Against the Bengals, Mayfield completely flipped the script from Week 1. On a surface level, his traditional statistics don’t seem much more impressive than those from the week prior. He totaled for 219 yards, two touchdowns, and one interception, a performance that was outshone by Joe Burrow, who threw for a remarkable 316 yards and three touchdowns (although it took him 61 pass attempts to do it).
However, anyone who watched the game closely will tell you that, aside from that poor interception, Mayfield did exactly what was necessary for the Browns to emerge victorious on Thursday night, putting together an extremely efficient performance. His OVM grade reflected that improvement, almost doubling to 33.77.
So, what changed? Well, the primary difference lay in Mayfield’s completion percentage. At 69.6%, it still wasn’t exceptionally high, although it was certainly better than his previous effort. However, as we have already discussed, you can’t determine a player’s value to their offense based solely on their completion percentage. After all, any half-decent quarterback can complete a screen pass, or find an open receiver from a clean pocket. What the truly elite players do is make plays in low-percentage situations.
Mayfield couldn’t do that against Baltimore, but Week 2 was a different story entirely. His completion percentage was a staggering 13.1% higher than it should have been. That is an enormous difference in efficiency, one that can have a considerable impact on how a game plays out. Completing more passes is already beneficial in a vacuum, but it also has the side benefit of forcing defenses not to overcommit against the run. This is a similar strategy to the one employed by the Tennessee Titans, combining a tough, downhill running game with efficient passing from Ryan Tannehill. That system took the Titans all the way to the AFC Championship game last season, so it certainly isn’t a bad one to try and emulate.

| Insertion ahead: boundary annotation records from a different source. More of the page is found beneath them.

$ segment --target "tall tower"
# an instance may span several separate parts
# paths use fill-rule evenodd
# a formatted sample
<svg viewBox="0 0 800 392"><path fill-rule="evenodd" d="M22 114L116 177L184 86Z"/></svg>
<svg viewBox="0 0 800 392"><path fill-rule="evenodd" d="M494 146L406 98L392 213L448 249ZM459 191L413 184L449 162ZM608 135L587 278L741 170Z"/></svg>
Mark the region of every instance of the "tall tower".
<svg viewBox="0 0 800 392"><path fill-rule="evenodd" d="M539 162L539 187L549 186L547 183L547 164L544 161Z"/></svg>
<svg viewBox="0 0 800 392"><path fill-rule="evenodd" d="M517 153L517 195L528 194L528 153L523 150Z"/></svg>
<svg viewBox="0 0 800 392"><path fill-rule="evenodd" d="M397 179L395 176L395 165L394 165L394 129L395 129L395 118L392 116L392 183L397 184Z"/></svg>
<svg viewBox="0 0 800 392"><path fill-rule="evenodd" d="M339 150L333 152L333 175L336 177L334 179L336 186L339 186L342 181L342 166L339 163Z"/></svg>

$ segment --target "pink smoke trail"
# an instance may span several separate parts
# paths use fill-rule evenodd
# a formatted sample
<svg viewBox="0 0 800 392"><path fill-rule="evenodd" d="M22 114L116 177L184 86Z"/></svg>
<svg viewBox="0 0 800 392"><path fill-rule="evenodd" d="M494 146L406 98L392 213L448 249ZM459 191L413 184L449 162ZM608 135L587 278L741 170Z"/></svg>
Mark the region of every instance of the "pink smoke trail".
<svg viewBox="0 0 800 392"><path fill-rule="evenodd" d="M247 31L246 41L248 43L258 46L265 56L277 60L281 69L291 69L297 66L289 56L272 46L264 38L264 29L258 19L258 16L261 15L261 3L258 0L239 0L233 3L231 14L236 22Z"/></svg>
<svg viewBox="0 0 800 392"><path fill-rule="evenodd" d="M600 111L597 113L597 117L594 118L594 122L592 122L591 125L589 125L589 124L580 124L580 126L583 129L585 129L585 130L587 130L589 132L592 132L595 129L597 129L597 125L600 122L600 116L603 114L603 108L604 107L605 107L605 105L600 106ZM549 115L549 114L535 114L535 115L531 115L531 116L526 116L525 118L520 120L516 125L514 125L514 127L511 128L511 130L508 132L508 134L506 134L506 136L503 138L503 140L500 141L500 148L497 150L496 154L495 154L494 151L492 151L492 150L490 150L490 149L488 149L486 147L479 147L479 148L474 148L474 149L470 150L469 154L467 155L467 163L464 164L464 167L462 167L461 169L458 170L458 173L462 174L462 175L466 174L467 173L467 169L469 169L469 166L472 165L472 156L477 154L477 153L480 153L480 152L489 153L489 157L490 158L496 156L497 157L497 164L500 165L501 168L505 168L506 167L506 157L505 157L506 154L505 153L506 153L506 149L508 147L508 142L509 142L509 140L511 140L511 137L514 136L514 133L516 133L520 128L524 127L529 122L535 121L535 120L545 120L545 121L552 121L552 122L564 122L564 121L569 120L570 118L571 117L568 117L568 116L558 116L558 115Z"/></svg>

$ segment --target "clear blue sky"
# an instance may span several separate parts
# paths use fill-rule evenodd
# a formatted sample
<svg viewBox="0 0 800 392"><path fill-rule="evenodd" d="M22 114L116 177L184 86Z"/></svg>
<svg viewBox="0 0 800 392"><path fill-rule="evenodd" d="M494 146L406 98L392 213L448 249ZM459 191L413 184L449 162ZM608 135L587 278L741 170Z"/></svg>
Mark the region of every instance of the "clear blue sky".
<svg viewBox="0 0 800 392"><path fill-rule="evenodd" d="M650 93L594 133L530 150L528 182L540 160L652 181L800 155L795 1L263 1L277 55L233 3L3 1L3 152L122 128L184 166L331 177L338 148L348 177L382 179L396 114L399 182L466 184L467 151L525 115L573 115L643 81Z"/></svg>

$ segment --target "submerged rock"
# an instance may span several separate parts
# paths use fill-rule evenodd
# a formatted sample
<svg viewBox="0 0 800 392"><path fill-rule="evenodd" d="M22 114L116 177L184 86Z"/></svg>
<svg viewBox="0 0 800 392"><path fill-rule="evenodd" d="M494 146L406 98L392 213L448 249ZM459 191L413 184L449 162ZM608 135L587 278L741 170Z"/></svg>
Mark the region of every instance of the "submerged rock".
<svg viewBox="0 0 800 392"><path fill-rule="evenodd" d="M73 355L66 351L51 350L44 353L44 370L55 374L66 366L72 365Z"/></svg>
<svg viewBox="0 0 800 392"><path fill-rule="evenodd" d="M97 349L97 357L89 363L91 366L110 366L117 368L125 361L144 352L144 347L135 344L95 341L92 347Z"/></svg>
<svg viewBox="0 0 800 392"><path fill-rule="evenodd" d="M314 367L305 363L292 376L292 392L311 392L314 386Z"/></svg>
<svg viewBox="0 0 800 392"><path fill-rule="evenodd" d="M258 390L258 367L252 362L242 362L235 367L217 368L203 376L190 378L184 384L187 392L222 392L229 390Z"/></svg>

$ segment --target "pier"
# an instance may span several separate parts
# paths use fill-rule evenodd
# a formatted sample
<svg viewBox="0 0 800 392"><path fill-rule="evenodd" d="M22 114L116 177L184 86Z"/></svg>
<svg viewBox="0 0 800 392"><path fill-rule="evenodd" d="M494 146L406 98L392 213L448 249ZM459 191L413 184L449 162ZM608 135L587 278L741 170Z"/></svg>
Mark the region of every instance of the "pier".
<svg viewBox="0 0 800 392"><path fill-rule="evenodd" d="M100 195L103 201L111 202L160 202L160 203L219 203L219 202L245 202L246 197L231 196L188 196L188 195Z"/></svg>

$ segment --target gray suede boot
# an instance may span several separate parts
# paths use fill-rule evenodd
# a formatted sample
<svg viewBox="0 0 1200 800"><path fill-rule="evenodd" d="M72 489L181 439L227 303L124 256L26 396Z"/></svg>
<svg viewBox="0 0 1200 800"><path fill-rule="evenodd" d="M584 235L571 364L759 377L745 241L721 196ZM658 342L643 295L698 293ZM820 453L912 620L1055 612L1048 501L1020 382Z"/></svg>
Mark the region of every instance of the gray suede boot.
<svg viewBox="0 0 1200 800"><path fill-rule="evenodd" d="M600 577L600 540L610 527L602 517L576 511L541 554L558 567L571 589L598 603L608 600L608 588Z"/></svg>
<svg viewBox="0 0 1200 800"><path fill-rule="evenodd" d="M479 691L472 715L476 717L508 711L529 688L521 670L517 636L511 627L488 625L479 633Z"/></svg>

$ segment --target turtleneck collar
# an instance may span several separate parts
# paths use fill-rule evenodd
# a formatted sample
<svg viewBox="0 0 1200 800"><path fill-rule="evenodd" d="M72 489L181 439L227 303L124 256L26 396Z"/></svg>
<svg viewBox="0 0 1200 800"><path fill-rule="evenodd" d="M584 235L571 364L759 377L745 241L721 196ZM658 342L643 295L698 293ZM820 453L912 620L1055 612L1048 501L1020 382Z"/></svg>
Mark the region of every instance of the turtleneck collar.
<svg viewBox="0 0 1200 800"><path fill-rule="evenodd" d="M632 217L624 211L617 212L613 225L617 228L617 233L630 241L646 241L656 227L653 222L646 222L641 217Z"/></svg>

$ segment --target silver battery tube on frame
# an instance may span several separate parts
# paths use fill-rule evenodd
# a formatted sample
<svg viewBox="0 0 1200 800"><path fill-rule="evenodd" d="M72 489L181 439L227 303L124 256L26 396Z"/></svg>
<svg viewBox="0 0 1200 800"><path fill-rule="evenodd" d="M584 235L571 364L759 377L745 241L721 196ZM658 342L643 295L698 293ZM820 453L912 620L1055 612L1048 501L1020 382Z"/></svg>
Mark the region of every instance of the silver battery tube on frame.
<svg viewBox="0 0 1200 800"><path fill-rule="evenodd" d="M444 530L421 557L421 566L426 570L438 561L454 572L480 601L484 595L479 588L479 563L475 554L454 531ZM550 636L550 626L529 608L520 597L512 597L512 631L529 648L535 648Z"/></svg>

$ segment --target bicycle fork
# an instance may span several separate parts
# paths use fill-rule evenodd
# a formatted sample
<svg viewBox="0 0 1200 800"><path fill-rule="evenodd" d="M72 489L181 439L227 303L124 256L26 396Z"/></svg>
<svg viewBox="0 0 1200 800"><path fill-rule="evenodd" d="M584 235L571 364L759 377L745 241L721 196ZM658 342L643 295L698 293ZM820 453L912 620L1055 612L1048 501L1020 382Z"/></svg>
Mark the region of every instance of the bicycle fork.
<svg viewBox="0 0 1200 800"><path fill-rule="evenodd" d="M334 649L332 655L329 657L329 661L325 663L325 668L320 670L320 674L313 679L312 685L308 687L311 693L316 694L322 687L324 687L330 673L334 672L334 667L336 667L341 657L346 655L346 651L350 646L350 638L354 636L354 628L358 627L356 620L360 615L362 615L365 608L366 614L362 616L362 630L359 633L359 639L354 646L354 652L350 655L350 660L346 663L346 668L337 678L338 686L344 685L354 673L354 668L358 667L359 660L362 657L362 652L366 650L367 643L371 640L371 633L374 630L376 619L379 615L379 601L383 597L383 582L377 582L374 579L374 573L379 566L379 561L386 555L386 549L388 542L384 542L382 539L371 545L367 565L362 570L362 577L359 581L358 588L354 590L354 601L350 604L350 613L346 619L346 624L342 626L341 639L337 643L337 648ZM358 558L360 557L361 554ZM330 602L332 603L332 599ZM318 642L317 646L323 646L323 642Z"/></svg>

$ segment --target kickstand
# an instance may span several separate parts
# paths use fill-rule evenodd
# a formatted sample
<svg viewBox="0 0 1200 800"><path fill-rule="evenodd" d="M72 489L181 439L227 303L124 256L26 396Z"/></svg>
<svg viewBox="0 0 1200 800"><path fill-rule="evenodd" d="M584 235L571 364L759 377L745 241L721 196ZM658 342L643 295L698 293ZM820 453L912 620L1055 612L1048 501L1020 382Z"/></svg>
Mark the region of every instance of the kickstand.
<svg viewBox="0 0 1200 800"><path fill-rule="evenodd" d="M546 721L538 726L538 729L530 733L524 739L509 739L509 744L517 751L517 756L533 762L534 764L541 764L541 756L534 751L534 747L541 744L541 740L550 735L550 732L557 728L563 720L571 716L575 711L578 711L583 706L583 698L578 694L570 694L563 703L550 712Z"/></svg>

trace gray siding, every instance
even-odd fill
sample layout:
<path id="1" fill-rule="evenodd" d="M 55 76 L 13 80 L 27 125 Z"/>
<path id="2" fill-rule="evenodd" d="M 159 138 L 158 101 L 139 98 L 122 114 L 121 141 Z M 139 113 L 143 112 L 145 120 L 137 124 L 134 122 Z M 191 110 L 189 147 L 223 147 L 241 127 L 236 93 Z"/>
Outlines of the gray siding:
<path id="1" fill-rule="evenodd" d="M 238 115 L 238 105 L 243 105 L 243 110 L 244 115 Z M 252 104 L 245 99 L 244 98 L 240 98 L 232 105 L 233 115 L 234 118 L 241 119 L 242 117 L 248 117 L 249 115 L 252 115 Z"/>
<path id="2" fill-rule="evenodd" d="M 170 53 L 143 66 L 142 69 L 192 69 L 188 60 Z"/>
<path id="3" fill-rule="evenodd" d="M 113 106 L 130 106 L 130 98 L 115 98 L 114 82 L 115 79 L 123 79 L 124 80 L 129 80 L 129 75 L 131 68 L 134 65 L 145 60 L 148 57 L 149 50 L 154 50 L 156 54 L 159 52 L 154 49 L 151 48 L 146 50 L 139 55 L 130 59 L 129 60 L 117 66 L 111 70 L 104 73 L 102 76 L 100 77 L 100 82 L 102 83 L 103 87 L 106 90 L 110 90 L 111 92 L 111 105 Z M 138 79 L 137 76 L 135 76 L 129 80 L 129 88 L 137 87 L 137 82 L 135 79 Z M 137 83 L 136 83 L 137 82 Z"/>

If Mayfield continues to play like he did in Week 2, the Browns will be a force to be reckoned with
Mayfield wasn’t the only reason for Cleveland’s victory over the Bengals. Their running game obliterated Cincinnati’s defense, with Nick Chubb and Kareem Hunt rushing for a combined 210 yards and three touchdowns. That level of domination will often result in victory. However, if the Browns want to be a playoff threat this season, they need Mayfield to play at a level that complements their success on the ground. And on Thursday night, that is precisely what he did. It is true that Cincinnati hardly represents elite competition. They might be the worst team in the NFL for a second year running. But that doesn’t change the fact that Mayfield played incredibly well against them, and if he can continue to do so against more formidable opposition, Cleveland’s offense could be one of the most dangerous in the NFL.